Overpopulation Turns Out to Be Overhyped

It's not often that a scholarly paper declares its implications "momentous," but a newly released report by the United Nations Population Division does just that. And with good cause. In a proposal sexily titled "The Future of Fertility in Intermediate-Fertility Countries," the U.N. concludes that in this century we can expect a "slowing of population growth rates" followed by "slow reductions in the size of world population."

Yes, you read it right: "reductions." That means we are less likely to "run out of resources," burn ourselves up with global warming or be overrun by a great dusky horde of Third World immigrants. (What will Jeremy Rifkin and Pat Buchanan write about?) Instead we'll have to deal with the problems--and opportunities--that come with a shrinking population.

On the surface, this is a statistical matter. But it deals with a statistic upon which much of the current global belief system rests. The background is important. Although the U.N. projects three alternative and allegedly equally valid projection series, "High," "Low" and "Medium," it is Medium that is the Mama Bear and gets all the attention. The word may be "medium," but as it plays out it reads "most likely."

And what was most likely in the earlier medium projection was a massive increase in population, climbing from 6 billion people today to 9.3 billion by 2050, and topping out at 11.5 billion people in the distant future. Eventually, the “medium variant” projected, every nation would arrive at a total fertility rate of 2.1 children per woman--the “replacement rate,” at which over time a human population stabilizes. This meant low fertility countries would increase their baby production and high fertility countries would lower theirs. In other words, in the long run we might be OK, but in the meantime we’d face “overpopulation.”

Environmentalists, the slow-growth crowd and population-control enthusiasts liked this forecast. The overpopulation crisis was real, inexorable, and growing, they argued. Something had to be done; and they were the ones to do it--if only they had the attention and the funds.

Then reality intervened. Never have birth and fertility rates fallen so far, so low, for so long, in so many places. Europe has now seen 45 consecutive years of fertility decline, from 2.66 children per woman in 1955-1960 down to 1.34 in 2000-2005. Japan has declined from 2.75 to 1.33. The phenomenon is also proceeding in the less developed world, where fertility levels are higher but rates are falling faster than ever seen previously in the developed nations. (See nearby chart.)

The U.N. slowly responded. In 1998, after consultations with demographers, the projections for low-fertility countries were lowered. No longer would countries with incredibly low fertility rates in the range of 1.2 (Italy and Spain) move toward 2.1 by 2050; instead they were forecast at about 1.7. But this still had relatively little effect on total global population; the low-fertility nations are not typically the most populous ones.

Now, however, the U.N.’s new proposal acknowledges that fertility is falling more rapidly than expected in some big, less developed countries with “intermediate” levels of fertility (2.1 to 5.0).
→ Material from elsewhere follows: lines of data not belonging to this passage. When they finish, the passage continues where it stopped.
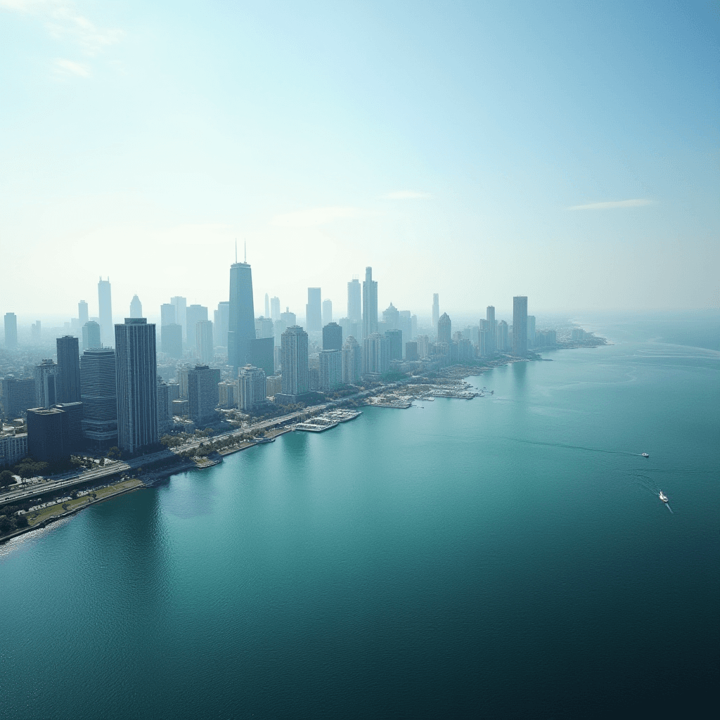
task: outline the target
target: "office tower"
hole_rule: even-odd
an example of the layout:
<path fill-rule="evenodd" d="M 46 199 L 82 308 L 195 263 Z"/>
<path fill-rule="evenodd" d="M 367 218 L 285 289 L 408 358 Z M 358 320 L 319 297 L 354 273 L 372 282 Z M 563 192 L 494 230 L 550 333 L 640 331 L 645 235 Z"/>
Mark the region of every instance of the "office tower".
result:
<path fill-rule="evenodd" d="M 89 319 L 88 304 L 84 300 L 81 300 L 78 303 L 78 321 L 80 323 L 80 327 L 81 328 Z"/>
<path fill-rule="evenodd" d="M 320 354 L 320 389 L 327 392 L 342 384 L 342 350 L 323 350 Z"/>
<path fill-rule="evenodd" d="M 265 402 L 267 384 L 265 373 L 258 367 L 246 365 L 238 373 L 240 397 L 238 406 L 246 412 Z"/>
<path fill-rule="evenodd" d="M 308 333 L 323 329 L 323 307 L 319 287 L 307 288 L 307 305 L 305 305 L 305 325 Z"/>
<path fill-rule="evenodd" d="M 132 300 L 130 300 L 130 317 L 143 317 L 143 303 L 140 302 L 137 293 L 132 296 Z"/>
<path fill-rule="evenodd" d="M 436 325 L 438 328 L 438 342 L 447 343 L 448 345 L 452 341 L 452 323 L 448 317 L 447 312 L 444 312 L 438 320 Z"/>
<path fill-rule="evenodd" d="M 230 301 L 222 300 L 217 303 L 217 310 L 213 313 L 215 324 L 215 345 L 228 349 L 228 328 L 230 322 Z"/>
<path fill-rule="evenodd" d="M 220 400 L 217 384 L 220 372 L 207 365 L 196 365 L 187 373 L 187 399 L 190 419 L 196 424 L 210 424 L 217 418 L 215 408 Z"/>
<path fill-rule="evenodd" d="M 100 340 L 100 325 L 93 320 L 89 320 L 83 325 L 83 350 L 102 347 Z"/>
<path fill-rule="evenodd" d="M 78 338 L 72 335 L 58 338 L 58 372 L 60 375 L 58 396 L 63 402 L 80 402 L 80 350 Z"/>
<path fill-rule="evenodd" d="M 2 379 L 2 407 L 8 420 L 23 415 L 37 405 L 35 381 L 32 377 L 17 378 L 8 375 Z"/>
<path fill-rule="evenodd" d="M 195 354 L 200 362 L 212 362 L 215 356 L 212 344 L 212 323 L 209 320 L 195 323 Z"/>
<path fill-rule="evenodd" d="M 253 275 L 248 263 L 234 263 L 230 268 L 228 327 L 228 364 L 237 372 L 247 364 L 250 341 L 255 339 Z"/>
<path fill-rule="evenodd" d="M 171 302 L 163 302 L 160 306 L 160 327 L 162 328 L 166 325 L 175 325 L 176 323 L 176 308 Z"/>
<path fill-rule="evenodd" d="M 387 351 L 391 360 L 402 359 L 402 330 L 386 330 L 385 337 L 387 338 Z"/>
<path fill-rule="evenodd" d="M 270 298 L 270 319 L 276 323 L 280 319 L 280 298 Z"/>
<path fill-rule="evenodd" d="M 115 351 L 110 348 L 86 350 L 80 361 L 80 398 L 83 434 L 99 445 L 117 443 L 117 388 Z"/>
<path fill-rule="evenodd" d="M 257 318 L 255 320 L 255 336 L 256 338 L 274 338 L 275 329 L 273 321 L 269 318 Z"/>
<path fill-rule="evenodd" d="M 197 344 L 197 323 L 207 320 L 207 308 L 204 305 L 189 305 L 185 311 L 185 318 L 187 324 L 185 336 L 188 348 L 192 351 Z"/>
<path fill-rule="evenodd" d="M 60 399 L 58 366 L 52 360 L 43 360 L 32 375 L 35 379 L 35 407 L 52 407 Z"/>
<path fill-rule="evenodd" d="M 97 301 L 100 315 L 100 338 L 102 344 L 112 347 L 115 333 L 112 325 L 112 302 L 110 293 L 110 279 L 101 277 L 97 284 Z"/>
<path fill-rule="evenodd" d="M 508 323 L 501 320 L 498 323 L 497 347 L 502 352 L 506 352 L 508 349 Z"/>
<path fill-rule="evenodd" d="M 259 367 L 266 375 L 275 372 L 275 340 L 274 338 L 256 338 L 250 341 L 248 362 Z"/>
<path fill-rule="evenodd" d="M 377 332 L 377 281 L 372 279 L 372 268 L 365 268 L 362 284 L 362 334 L 369 338 Z"/>
<path fill-rule="evenodd" d="M 350 336 L 343 346 L 343 382 L 356 385 L 362 373 L 362 350 L 360 343 Z"/>
<path fill-rule="evenodd" d="M 158 363 L 155 325 L 126 318 L 115 325 L 117 446 L 135 453 L 158 441 Z"/>
<path fill-rule="evenodd" d="M 323 301 L 323 327 L 333 322 L 333 301 Z"/>
<path fill-rule="evenodd" d="M 382 375 L 390 369 L 390 353 L 387 338 L 373 333 L 363 341 L 362 374 Z"/>
<path fill-rule="evenodd" d="M 513 298 L 513 354 L 524 357 L 528 354 L 528 299 L 524 295 Z"/>
<path fill-rule="evenodd" d="M 282 394 L 302 395 L 309 390 L 307 333 L 291 325 L 282 333 Z"/>
<path fill-rule="evenodd" d="M 181 295 L 170 298 L 170 304 L 175 306 L 175 322 L 182 328 L 184 340 L 187 339 L 187 300 Z"/>
<path fill-rule="evenodd" d="M 348 283 L 348 319 L 362 325 L 362 291 L 356 277 Z"/>
<path fill-rule="evenodd" d="M 535 315 L 528 315 L 528 347 L 535 347 Z"/>
<path fill-rule="evenodd" d="M 400 326 L 400 314 L 391 302 L 387 310 L 382 311 L 382 321 L 387 323 L 385 330 L 398 330 Z"/>
<path fill-rule="evenodd" d="M 343 328 L 337 323 L 328 323 L 323 328 L 323 349 L 341 350 L 343 348 Z"/>
<path fill-rule="evenodd" d="M 5 313 L 5 347 L 17 347 L 17 317 L 14 312 Z"/>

These include India, Pakistan, Indonesia, Brazil, Mexico, Egypt, Bangladesh and the Philippines. (China, at 1.8 is already below replacement level, in part due to coercive family planning policies.) The U.N. concludes that the less developed nations are heading toward a fertility rate of 1.85, down significantly from the 2.1 of earlier projections. This would yield a maximum global population in the 8 billion to 9 billion range.

I suspect that alarmists will be displeased by the new reality-based projections, seeing it as an attack on their rice bowl. They can take some succor from the to-ing and fro-ing within the document. While it states that the new medium projections will lead to “rates of population growth . . . much lower than currently projected,” it also notes that population will still be growing (slightly) by mid-century. Moreover, it states that those who have maintained that “the end of population growth” is in sight have been “somewhat hyperbolic.” But, as mentioned, the central word is “reductions,” which makes the mere “end” of population growth an overly cautious statement rather than hyperbolic.

Actually, I think even the new 1.85 figure is still too high, and that by 2050 we will see a substantial population decline. I believe the slow decline the document speaks of will snowball, as happens in exponential arithmetic.

What does it mean? Most important, that we are not a species that is out of control. The last half of the 20th century was a demographic wonderment, featuring both a population explosion (in developing countries) and a birth dearth (in developed countries) simultaneously. For a while the explosion was the biggest news. Now the dearth and subsequent depopulation should share the billing and soon move center stage.

This doesn’t mean we should pay less attention to family planning or environmental problems, but it does mean that those issues should be viewed calmly and without panic. The future remains a mystery. But inexorable population growth isn’t part of it.

Ben J. Wattenberg is a senior fellow at AEI.